The restaurant’s founder, Natale Boggio, was an immigrant from the northern Italian city of Biella. Born on December 25 in the early 1890s, he was aptly named “Natale”— the Italian word for “Christmas.” According to a ship’s manifest available on Ancestry Library Edition, Natale arrived in New York City on March 7, 1914. In 1916, he married his wife, Louise Camusso, in New York City, and they moved to Kansas City, Missouri, where Natale worked as a waiter. The couple and their two young sons likely moved to Denver in late 1920.
The Parisienne Rotisserie was popular with Denver’s high society as well as visiting celebrities like Rock Hudson, Jack Dempsey, Bob Hope, and Bing Crosby. It boasted a “complete line of domestic wines and Champagne” and served multi-course meals that included hors d'oeuvres like marinated herring, tomato juice, or crabmeat cocktail; entrees such as of Long Island duckling with sage dressing and spiced crabapple or Veal Scaloppine ala Marasala; desserts including pies, Spumoni or grapefruit; and a cheese course with choice of Roquefort, Camembert, Gorgonzola, or Liederkranz.
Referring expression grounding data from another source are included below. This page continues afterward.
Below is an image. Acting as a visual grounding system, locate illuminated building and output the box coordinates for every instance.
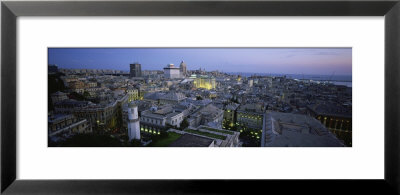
[222,103,239,130]
[307,103,352,146]
[237,75,242,84]
[126,87,139,102]
[191,74,216,90]
[236,103,265,131]
[140,104,184,134]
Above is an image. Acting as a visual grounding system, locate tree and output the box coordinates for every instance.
[83,91,90,98]
[180,119,189,130]
[69,92,85,101]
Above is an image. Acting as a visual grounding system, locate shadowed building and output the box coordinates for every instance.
[307,103,352,146]
[48,114,92,138]
[159,92,187,105]
[262,111,344,147]
[130,63,142,78]
[188,103,224,128]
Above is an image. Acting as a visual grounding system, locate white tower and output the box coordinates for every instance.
[128,102,140,141]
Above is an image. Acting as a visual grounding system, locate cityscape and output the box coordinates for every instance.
[48,48,352,147]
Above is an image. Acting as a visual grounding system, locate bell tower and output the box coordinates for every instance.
[128,102,140,141]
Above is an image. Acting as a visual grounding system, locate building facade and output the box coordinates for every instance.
[140,105,185,134]
[222,103,239,130]
[130,63,142,78]
[191,75,216,90]
[126,88,139,102]
[236,103,265,132]
[164,64,181,79]
[48,114,92,137]
[51,91,68,104]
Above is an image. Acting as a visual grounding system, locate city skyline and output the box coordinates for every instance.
[49,47,352,147]
[48,48,352,75]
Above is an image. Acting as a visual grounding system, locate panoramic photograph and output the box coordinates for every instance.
[48,48,352,147]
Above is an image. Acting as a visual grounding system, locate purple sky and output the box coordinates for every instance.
[48,48,352,75]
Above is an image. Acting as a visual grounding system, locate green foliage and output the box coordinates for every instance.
[120,134,129,142]
[48,73,67,94]
[48,73,67,111]
[230,98,239,104]
[69,92,85,101]
[159,130,169,138]
[184,129,226,140]
[83,91,91,98]
[239,129,261,147]
[202,127,234,135]
[179,119,189,130]
[148,132,182,147]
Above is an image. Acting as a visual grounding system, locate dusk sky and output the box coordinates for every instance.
[48,48,352,75]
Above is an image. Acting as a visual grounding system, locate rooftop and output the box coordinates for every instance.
[168,134,214,147]
[263,111,344,147]
[160,92,186,101]
[238,103,264,113]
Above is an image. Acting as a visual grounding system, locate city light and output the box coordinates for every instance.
[48,48,352,147]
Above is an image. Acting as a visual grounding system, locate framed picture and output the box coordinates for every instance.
[2,0,399,194]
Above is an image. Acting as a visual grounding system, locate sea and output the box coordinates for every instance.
[228,72,352,88]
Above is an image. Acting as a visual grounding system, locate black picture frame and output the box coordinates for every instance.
[1,0,399,194]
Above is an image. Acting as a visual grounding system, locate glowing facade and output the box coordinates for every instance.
[191,75,216,90]
[127,88,139,102]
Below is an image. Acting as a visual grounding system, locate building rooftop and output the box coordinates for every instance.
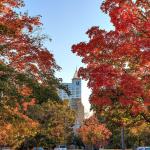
[73,68,79,79]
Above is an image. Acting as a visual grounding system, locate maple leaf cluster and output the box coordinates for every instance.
[72,0,150,121]
[0,0,58,81]
[78,115,111,147]
[0,106,38,148]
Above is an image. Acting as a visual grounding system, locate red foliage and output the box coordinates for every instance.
[72,0,150,118]
[0,0,57,81]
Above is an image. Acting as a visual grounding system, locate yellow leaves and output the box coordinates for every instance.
[5,121,38,148]
[130,122,150,137]
[63,99,69,106]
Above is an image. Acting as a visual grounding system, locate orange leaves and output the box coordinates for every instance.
[0,123,12,145]
[19,85,32,97]
[18,85,36,111]
[130,122,150,137]
[78,115,111,146]
[22,98,36,111]
[0,106,38,148]
[0,0,24,8]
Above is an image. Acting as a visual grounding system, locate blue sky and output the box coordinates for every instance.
[23,0,113,114]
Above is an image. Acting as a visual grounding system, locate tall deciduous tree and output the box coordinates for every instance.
[0,58,66,147]
[72,0,150,122]
[0,0,70,148]
[0,63,39,148]
[0,61,70,148]
[27,100,75,147]
[0,0,59,81]
[78,115,111,149]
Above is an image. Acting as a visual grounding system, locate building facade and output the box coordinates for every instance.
[58,69,84,130]
[58,69,81,100]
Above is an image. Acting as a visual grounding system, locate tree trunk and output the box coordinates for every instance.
[121,126,125,150]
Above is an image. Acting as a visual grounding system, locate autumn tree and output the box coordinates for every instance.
[72,0,150,122]
[0,63,39,148]
[0,107,38,149]
[0,0,75,149]
[130,122,150,146]
[0,61,63,109]
[0,1,72,148]
[78,115,111,150]
[0,61,65,148]
[98,105,150,148]
[0,0,59,82]
[26,100,75,148]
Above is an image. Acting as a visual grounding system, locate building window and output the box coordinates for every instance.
[76,91,80,95]
[76,81,80,85]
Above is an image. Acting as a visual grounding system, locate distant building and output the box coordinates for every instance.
[58,69,81,100]
[58,69,84,130]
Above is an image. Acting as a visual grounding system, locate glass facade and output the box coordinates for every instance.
[58,78,81,101]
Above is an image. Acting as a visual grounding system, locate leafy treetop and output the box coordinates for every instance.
[0,0,59,82]
[72,0,150,122]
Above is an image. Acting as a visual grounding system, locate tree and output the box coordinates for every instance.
[0,62,67,148]
[0,62,71,148]
[0,61,61,108]
[0,62,38,148]
[27,100,76,148]
[130,122,150,145]
[78,115,111,149]
[0,92,38,148]
[99,106,149,149]
[0,0,73,148]
[0,0,71,148]
[0,0,59,82]
[72,0,150,122]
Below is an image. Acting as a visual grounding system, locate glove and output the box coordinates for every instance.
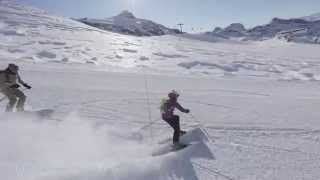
[23,83,32,89]
[185,109,190,113]
[10,84,20,89]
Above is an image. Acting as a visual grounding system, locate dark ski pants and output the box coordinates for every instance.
[163,115,181,144]
[2,88,26,112]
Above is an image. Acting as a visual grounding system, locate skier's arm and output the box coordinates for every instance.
[17,74,25,85]
[17,74,31,89]
[175,102,190,113]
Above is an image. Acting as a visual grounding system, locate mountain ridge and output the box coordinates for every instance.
[77,10,181,36]
[206,14,320,44]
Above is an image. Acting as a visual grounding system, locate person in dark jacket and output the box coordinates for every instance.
[0,64,32,112]
[161,90,190,146]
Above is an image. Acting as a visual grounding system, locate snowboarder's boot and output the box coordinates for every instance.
[180,130,186,136]
[172,142,188,150]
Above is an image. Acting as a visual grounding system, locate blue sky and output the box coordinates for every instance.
[17,0,320,32]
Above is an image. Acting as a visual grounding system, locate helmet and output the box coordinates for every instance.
[8,63,19,73]
[168,90,179,99]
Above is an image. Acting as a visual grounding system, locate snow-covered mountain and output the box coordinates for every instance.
[206,15,320,44]
[301,12,320,22]
[77,11,181,36]
[1,1,320,80]
[214,23,247,38]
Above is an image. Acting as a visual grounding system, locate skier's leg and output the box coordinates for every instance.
[13,89,26,112]
[163,116,180,144]
[172,115,180,144]
[2,89,17,112]
[180,130,186,136]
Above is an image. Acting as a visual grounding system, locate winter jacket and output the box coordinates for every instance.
[161,98,188,119]
[0,69,25,91]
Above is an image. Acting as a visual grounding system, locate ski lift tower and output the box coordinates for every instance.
[177,23,184,33]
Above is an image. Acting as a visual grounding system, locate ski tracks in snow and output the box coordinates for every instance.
[44,87,320,179]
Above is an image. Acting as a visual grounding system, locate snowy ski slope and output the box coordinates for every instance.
[1,2,320,80]
[1,2,320,180]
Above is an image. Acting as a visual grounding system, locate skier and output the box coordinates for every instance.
[0,64,32,112]
[160,90,190,147]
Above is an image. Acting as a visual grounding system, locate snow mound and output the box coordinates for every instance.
[178,61,239,72]
[152,128,214,157]
[0,29,26,36]
[180,127,211,144]
[37,50,57,59]
[281,70,319,81]
[153,52,187,58]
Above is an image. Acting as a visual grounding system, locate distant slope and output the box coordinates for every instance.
[0,1,124,65]
[1,1,320,81]
[77,11,181,36]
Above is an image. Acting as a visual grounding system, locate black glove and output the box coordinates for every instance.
[23,83,32,89]
[185,109,190,113]
[10,84,20,89]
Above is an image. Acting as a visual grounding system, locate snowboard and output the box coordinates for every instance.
[6,109,55,119]
[158,131,187,145]
[152,143,190,157]
[152,128,210,157]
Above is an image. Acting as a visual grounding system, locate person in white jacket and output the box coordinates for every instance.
[0,64,31,112]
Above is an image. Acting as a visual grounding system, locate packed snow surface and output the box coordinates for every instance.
[1,2,320,180]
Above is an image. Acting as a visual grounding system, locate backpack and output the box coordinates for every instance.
[0,70,10,82]
[160,98,169,114]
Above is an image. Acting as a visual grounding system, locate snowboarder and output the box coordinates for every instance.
[0,64,31,112]
[160,90,190,147]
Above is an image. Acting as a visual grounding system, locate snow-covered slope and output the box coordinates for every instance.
[1,2,320,180]
[2,1,320,81]
[2,61,320,180]
[77,11,181,36]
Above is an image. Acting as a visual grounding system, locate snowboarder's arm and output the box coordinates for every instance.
[175,102,190,113]
[17,74,31,89]
[17,74,25,85]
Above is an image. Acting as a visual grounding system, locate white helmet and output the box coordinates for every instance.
[168,90,179,99]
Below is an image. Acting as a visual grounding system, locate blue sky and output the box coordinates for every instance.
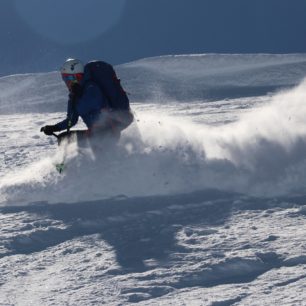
[13,0,126,44]
[1,0,306,75]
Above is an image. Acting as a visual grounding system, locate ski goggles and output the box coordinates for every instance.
[61,73,83,83]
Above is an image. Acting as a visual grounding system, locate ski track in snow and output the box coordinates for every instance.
[1,54,306,305]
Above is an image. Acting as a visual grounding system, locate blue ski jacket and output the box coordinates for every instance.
[55,81,108,131]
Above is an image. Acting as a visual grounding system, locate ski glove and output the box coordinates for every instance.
[40,125,57,136]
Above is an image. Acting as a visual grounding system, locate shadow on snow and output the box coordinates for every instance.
[1,189,238,272]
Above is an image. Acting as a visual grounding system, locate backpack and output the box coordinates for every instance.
[84,61,130,111]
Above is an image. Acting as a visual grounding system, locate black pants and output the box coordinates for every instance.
[57,110,134,146]
[57,130,89,146]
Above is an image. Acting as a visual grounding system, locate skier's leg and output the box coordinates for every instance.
[57,130,89,146]
[109,110,134,131]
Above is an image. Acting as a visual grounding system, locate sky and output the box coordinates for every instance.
[1,0,306,75]
[13,0,127,44]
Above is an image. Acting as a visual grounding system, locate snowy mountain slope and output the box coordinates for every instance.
[0,72,65,115]
[1,191,306,305]
[1,54,306,115]
[120,54,306,102]
[1,54,306,305]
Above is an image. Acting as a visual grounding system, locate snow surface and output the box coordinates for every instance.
[1,54,306,305]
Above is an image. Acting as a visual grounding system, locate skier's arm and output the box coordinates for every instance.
[77,83,108,115]
[54,99,79,131]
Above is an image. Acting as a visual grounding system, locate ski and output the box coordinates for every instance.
[55,162,65,174]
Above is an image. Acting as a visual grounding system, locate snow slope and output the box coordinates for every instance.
[1,54,306,305]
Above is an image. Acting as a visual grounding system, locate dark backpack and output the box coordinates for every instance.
[84,61,130,110]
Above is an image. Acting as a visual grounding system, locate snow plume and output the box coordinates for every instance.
[0,145,75,204]
[119,80,306,197]
[216,80,306,194]
[2,81,306,205]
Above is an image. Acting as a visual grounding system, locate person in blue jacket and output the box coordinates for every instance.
[40,58,133,144]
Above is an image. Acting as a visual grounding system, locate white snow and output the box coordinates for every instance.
[1,54,306,305]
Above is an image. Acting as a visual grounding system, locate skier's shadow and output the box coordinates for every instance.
[1,189,238,273]
[95,190,237,272]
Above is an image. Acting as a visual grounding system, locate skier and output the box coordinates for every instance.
[40,58,133,144]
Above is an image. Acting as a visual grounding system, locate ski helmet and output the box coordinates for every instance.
[60,58,84,74]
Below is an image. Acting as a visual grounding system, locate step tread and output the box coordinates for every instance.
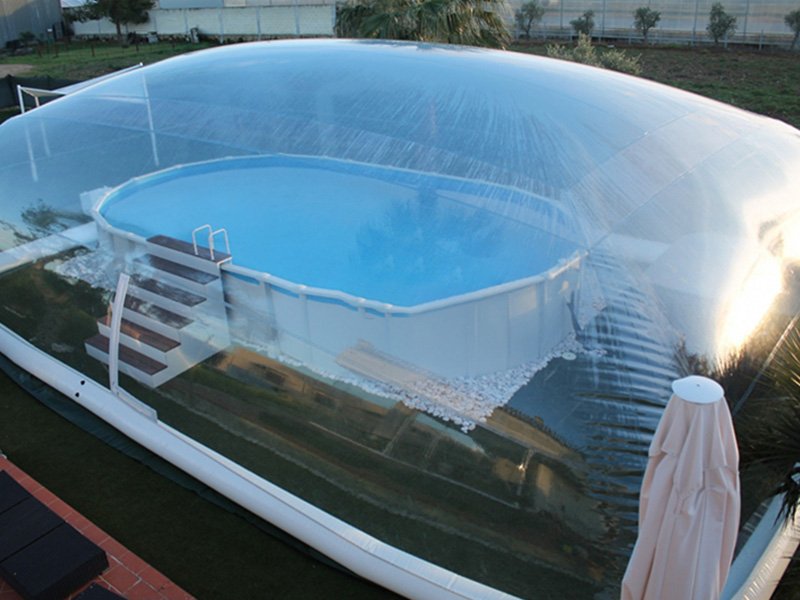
[98,315,181,353]
[148,234,231,264]
[135,255,219,285]
[124,296,193,329]
[131,275,206,307]
[85,334,168,375]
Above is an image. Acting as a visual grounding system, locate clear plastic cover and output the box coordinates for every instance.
[1,39,799,599]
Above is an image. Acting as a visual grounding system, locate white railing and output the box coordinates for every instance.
[192,224,230,261]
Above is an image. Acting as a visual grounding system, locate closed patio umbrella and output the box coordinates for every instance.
[621,375,740,600]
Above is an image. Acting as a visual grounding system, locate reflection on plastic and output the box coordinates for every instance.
[720,256,783,352]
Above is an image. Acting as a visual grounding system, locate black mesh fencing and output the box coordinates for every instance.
[0,75,78,110]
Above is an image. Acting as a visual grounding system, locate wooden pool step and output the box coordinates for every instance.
[97,315,181,353]
[124,295,193,331]
[146,235,232,276]
[148,234,231,263]
[135,255,219,286]
[85,334,169,376]
[131,274,207,308]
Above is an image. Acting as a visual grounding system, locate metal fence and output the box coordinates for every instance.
[512,0,798,47]
[70,4,336,41]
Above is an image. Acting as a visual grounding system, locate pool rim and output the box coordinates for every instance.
[91,154,585,314]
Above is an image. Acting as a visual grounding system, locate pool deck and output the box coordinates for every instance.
[0,454,195,600]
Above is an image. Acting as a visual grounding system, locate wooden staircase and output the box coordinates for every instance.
[85,235,232,388]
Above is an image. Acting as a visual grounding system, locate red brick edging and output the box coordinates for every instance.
[0,455,195,600]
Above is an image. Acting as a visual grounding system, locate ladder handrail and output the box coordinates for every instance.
[191,224,230,261]
[208,228,230,261]
[191,224,212,257]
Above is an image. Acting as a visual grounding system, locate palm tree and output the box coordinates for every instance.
[738,326,800,521]
[335,0,511,49]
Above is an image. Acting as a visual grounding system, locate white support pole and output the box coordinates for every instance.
[16,84,26,114]
[108,272,130,394]
[742,0,750,42]
[601,0,606,40]
[142,74,160,167]
[23,122,38,183]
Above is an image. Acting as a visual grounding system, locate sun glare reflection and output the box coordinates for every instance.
[780,216,800,260]
[720,257,783,352]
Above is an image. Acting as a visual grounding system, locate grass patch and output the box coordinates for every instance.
[512,41,800,129]
[0,39,215,80]
[636,46,800,128]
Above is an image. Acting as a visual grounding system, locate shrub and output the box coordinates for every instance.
[547,33,641,75]
[18,30,36,45]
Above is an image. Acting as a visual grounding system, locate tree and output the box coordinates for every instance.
[570,10,595,36]
[706,2,736,46]
[633,6,660,43]
[786,8,800,51]
[335,0,511,48]
[74,0,154,42]
[515,0,545,39]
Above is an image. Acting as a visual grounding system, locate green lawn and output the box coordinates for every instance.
[511,42,800,129]
[0,39,215,80]
[0,364,399,600]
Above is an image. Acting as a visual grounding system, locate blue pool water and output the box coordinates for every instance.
[99,156,580,306]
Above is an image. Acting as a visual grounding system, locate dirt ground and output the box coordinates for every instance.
[0,64,33,77]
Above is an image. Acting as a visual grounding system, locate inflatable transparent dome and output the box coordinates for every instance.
[1,39,799,600]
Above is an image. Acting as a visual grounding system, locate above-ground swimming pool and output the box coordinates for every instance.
[93,155,584,381]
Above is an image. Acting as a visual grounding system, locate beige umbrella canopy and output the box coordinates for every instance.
[621,375,740,600]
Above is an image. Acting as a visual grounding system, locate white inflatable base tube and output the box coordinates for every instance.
[723,492,800,600]
[0,323,521,600]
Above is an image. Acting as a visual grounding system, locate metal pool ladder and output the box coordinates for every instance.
[192,224,230,261]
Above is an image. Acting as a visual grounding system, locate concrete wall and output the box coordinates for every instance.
[69,0,797,48]
[71,3,335,39]
[1,0,62,48]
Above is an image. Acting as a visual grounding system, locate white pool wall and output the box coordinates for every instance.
[94,215,582,380]
[221,250,582,380]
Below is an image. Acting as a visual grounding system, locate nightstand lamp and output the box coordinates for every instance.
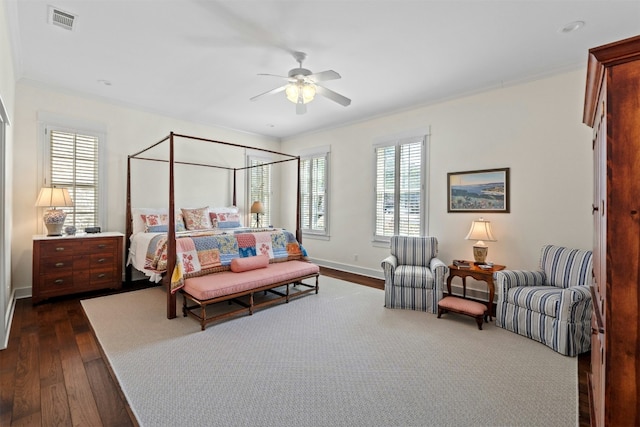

Natale called himself “the restaurant man with a million friends.” These friends included strangers in need. The Italian Government awarded Natale the Star of Italian Solidarity for sending food and clothing to Italians during World War II.
In late July 1952, Natale Boggio was sued for $112,364 for overcharging restaurant customers on food and drinks. The suit was filed by the director of the Colorado Price Control Enforcement who alleged that Natale had begun selling smaller, lower quality portions at higher prices. The day the suit was reported in the Denver Post, Boggio’s Parisienne Rotisserie enjoyed the best business of its twenty-eight year history and was inundated with phone calls from customers willing to testify on the restaurant’s behalf. In 1953, Natale sold his restaurant to New York City restaurateurs for $100,000 and enjoyed an extended vacation in Colorado and Europe.
Natale returned to the restaurant business in 1965, opening Boggio’s on the Green in Lakewood. Over the course of his career, he was also involved with Chez-Jays in Estes Park, the Orchard Cafe at Elitch Gardens, Boggio’s Cherrlyn, and the Sagebrush Inn. He served as president of the Colorado-Wyoming Restaurant Association and the Colorado Liquor Dispensers Associations, and was a lifelong member of the Elks. Natale Boggio passed away at the Iliff Nursing Care Center in December 1984.
Images of Boggio’s Parisienne Rotisserie appear in DPL’s Digital Collections, and a menu from the restaurant is part of the Menu Collection (WH1509).
Thank You for this article. I have been working in hotels and restaurants in Colorado since 1968 and find stories of past restaurants enjoyable.
My grandfather had Viva Sempre Boggio on one of his last menus. So his wish did come true after all. I am writing a book called The Portrait of a Witch about the family and how my evil aunt-the witch- lusted after my dad and attempted to destroy so many lives. I thank you for keeping my family history.
Thanks for reading and commenting, Valerie! Boggio's indeed lives on!
Thank you for reading! If you haven't already read them, you may enjoy some of our past blogs on old Denver restaurants:
Watrous Bar & Cafe
Pell's Oyster House
Blue Parrot Inn
Colorado Price Enforcement. Do they still exist? Maybe they could help with rent control today. Boggios must have made one of the enforcers mad by serving them a small plate or forgetting to pay them off. I like the lounge(not a bar or club).Great article.
Thanks for reading! The Colorado Price Control Enforcement no longer exists. It ceased operation in 1953. This field office (located in Denver) was part of the larger U.S. Office of Price Stabilization (1950-1953). The National Archives houses these records: http://www.archives.gov/research/guide-fed-records/groups/295.html#295.2.3
Denver's records appear under this subseries:
There is a very cool postcard for sale on ebay right now (3-21-2016). If I was family I think I might buy it. 1937-Denver-Colorado-Boggios-Parisienne-Rotisserie-Grill-and-Cocktail-Lounge The site won't allow me to post the address link but I think you could search it to find it. Listed for $8.00.
Thanks for letting us know, Robert!
I remember the owner had a Cadillac with a clear hood, you could see the engine.
Wow! Sounds like one swanky vehicle. Thanks for sharing, Marv!